School administrators set budget priorities
It took two days of School Board deliberations and five hours of public hearing input, but Superintendent Milton Liverman has a prioritized list of where potential budget cuts may lie.
“Your directions are clear,” Liverman told board members near the end of a Monday meeting. “You want to reach your goal by as little classroom impact as possible and find cuts in administration, operating costs, transportation and alternative education — that which does not directly impact the classroom.”
Depending on education cuts in the state budget, which will likely be decided this weekend, school administrators believe the cuts, which were once believed to upwards of $9 million, may now be less than $4 million.
“The House has proposed reductions of $4 million and the Senate’s budget would give us $650,000,” said Liverman, who said he expects the two entities to meet somewhere in the middle.
Combined with a decrease in Suffolk funding, which could possibly range from $2.2 million to $4.4 million, the highest amount that could be slashed from the school’s budget would be $8.4 million. But Liverman is estimating the loss to be $6.2 million or lower.
On Thursday and Monday, the School Board reviewed all 16 major categories in the budget to decide if each should remain as is or could be reduced, restructured or eliminated.

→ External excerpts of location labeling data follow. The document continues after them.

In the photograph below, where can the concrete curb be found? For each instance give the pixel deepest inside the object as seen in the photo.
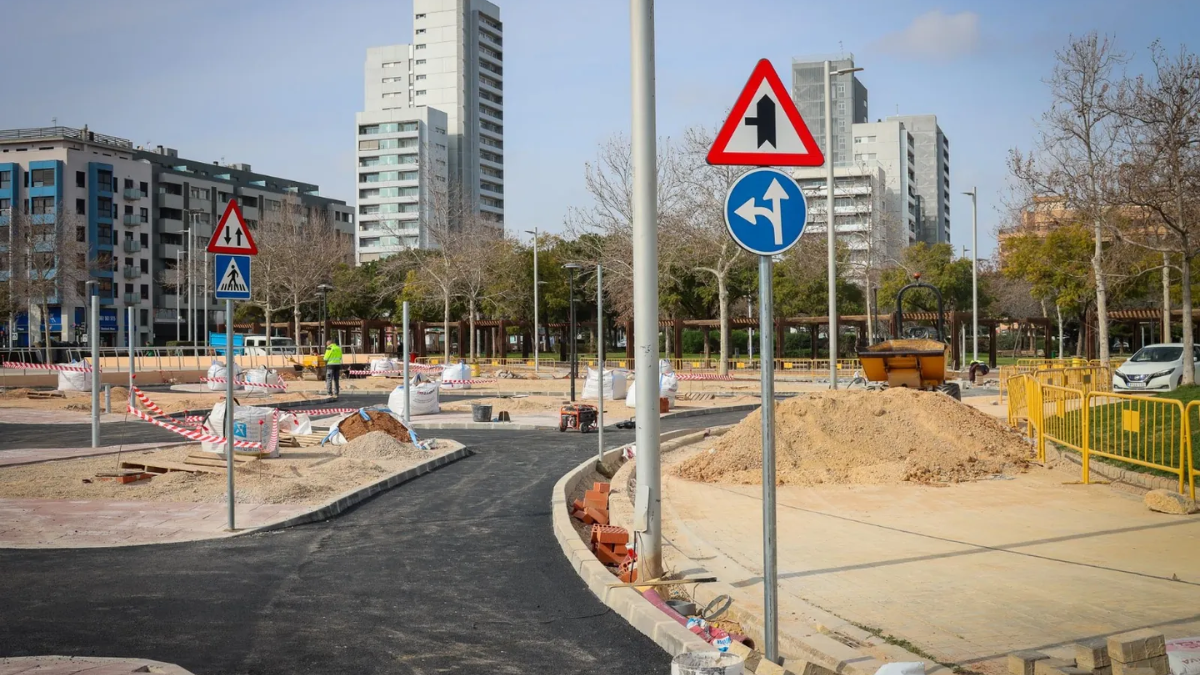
(652, 622)
(35, 663)
(345, 501)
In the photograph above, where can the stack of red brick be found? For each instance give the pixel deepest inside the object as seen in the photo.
(609, 542)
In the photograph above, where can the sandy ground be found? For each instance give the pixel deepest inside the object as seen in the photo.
(169, 401)
(299, 476)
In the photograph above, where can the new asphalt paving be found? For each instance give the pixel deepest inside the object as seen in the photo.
(454, 572)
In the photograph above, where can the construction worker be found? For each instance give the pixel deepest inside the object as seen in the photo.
(333, 368)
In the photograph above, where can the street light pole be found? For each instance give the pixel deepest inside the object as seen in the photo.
(831, 221)
(537, 336)
(574, 342)
(975, 274)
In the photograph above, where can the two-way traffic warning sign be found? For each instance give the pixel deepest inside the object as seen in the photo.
(232, 236)
(233, 276)
(765, 127)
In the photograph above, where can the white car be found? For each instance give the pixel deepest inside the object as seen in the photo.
(1155, 368)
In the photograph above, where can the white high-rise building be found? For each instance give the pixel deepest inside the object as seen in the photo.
(450, 79)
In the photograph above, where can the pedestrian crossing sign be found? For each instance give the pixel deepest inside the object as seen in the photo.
(233, 276)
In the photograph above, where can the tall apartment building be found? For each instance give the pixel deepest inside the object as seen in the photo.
(133, 207)
(933, 169)
(849, 102)
(455, 69)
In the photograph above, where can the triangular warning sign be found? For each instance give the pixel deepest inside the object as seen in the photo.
(765, 127)
(232, 280)
(232, 236)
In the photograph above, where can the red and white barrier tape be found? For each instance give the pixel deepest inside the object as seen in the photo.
(696, 376)
(244, 383)
(145, 401)
(47, 366)
(203, 436)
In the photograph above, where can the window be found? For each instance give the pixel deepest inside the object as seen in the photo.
(42, 178)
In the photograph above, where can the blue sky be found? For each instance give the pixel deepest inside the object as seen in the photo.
(276, 83)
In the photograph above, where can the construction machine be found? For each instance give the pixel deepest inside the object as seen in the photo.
(917, 363)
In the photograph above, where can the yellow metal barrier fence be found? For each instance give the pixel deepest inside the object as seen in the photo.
(1140, 430)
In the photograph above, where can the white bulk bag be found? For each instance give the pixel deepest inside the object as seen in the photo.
(250, 423)
(262, 376)
(613, 384)
(217, 370)
(75, 381)
(457, 371)
(423, 396)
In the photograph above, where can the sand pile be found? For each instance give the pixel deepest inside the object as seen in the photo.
(865, 437)
(379, 446)
(354, 425)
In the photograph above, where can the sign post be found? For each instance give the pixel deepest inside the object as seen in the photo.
(233, 246)
(766, 214)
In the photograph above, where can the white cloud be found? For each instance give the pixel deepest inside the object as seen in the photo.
(934, 35)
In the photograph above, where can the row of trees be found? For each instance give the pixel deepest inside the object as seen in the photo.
(1110, 191)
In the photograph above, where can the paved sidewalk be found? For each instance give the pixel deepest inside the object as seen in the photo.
(84, 665)
(969, 573)
(84, 524)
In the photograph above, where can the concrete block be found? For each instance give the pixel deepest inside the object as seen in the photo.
(1092, 655)
(1152, 665)
(1051, 665)
(1023, 662)
(1137, 645)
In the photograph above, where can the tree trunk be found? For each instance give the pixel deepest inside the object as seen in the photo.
(723, 299)
(1167, 299)
(445, 323)
(1057, 309)
(1186, 297)
(1102, 294)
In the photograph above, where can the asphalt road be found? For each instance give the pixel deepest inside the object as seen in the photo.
(454, 572)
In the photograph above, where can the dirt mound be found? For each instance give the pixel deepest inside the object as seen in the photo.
(354, 425)
(379, 446)
(865, 437)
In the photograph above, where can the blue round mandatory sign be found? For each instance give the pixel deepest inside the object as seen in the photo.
(766, 211)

Department heads, assistant superintendents and program administrators came before the board to explain the duties of each person in their department or program.
The board discussed and evaluated all subject items and in some cases asked the speaker to evaluate how an item could be consolidated, reduced or even eliminated.
Some of the line items where board members indicated they would like to see savings included making the Sentara Obici LPN Program self sustaining, which is allocated $148,000 of the school budget and currently has only 12 students. The program is, however, one of the oldest continuous partnerships sustained by the system and is an adult education program that produces 12 to 17 graduates a year.
Consolidating or cutting activity bus runs also was discussed. The finance department, too, can expect cuts in travel and a reduction in non-essential materials.
Also being explored are savings that can be obtained by other non-personnel decisions, such as turning off lights at schools and in parking lots, adjusting thermostats by two degrees, discussing with the city why the school’s fuel and vehicle parts are marked up and reducing traveling expenses.
At the bottom of the cut list are school closings, the Early Start program and other programs — such as gifted and art programs — that directly impact students in the classroom.
“Closer to the top is trimming positions and expenditures from the central office,” said Bethanne Bradshaw, public information officer of Suffolk public schools, in an email. “Closest to the top of the cut list are 10 percent cut to every non-personnel budget category, which would mean less staff development (such as training and travel), purchased services, technology purchases, materials and supplies, printing, transportation, etc.”
Administrators already have put in motion a one-time cash retirement incentive for individuals who are eligible to retire. Depending on how many of the 126 persons who qualify opt to take the system up on its offer, it could save as much as $2.7 million. Even if only one-third of eligible persons take the incentive, it would save the system $1 million.
Bradshaw added that department heads have also brought ways to dramatically cut their budgets to the table.
“It will depend on the state amount just how deep each department’s budget will need to be cut,” she said. “Some suggestions that impacted students might no longer be needed. The staff has been working hard on restructuring the way they will provide services next year, as a means of reducing costs.”
Liverman is not expected to have any specific dollar amounts or “even generalized ball-park figures” pertaining to savings at Thursday’s School Board meeting, but his recommendations will be discussed by the board at its March 25 meeting.